La procédure Hannibal et la force qu’elle déchaîne, a-t-il déclaré dans une interview sur la Dixième chaîne ce week-end, sont un symptôme d’un problème plus large : la « folie » de la société en ce qui concerne les enlèvements.
La volonté de « faire presque n’importe quoi » pour arrêter un enlèvement, a-t-il écrit plus tard, est née d’une compréhension commune qu’un soldat captif entraîne une crise qui prend des proportions nationales.
Des vies seront sauvées des deux côtés de la frontière, et la société israélienne sera plus saine, écrit-il, si « on rétablit le bon sens sur la façon dont nous associons les enlèvements et le prix que nous sommes prêts à payer ».
Les rabbins Ido Rechnitz et Elazar Goldstein ont écrit un livre en 2013 : L’éthique juive militaire. Ils sont en grande partie d’accord avec la position d’Amidror. Ils indiquent que la Halakha [loi juive] autorise à mettre en danger un soldat captif mais n’autorise pas de le tuer intentionnellement. Le suicide et peut-être même le suicide assisté, comme en témoigne la chute du roi Saül, sont justifiés dans certains cas, écrivent-ils, mais l’on « ne peut pas déduire qu’il est permis de nuire [de façon intentionnelle] à un [soldat] captif quand lui-même n’a pas demandé ce type d’assistance ».

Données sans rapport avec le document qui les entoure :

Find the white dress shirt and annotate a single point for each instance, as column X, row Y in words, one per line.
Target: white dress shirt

Lorsqu’on lui demande si, en tant que Juif pratiquant et officier, il avait consulté le grand rabbin de l’armée en 1986 avant de rédiger la directive secrète à l’époque, Amidror répondit en grommelant, « Êtes-vous fou ? ».
Quand les gens sont malades, explique Amidror, la règle est que les rabbins se basent sur l’expertise d’un médecin. « Dans ce cas, je suis le médecin ».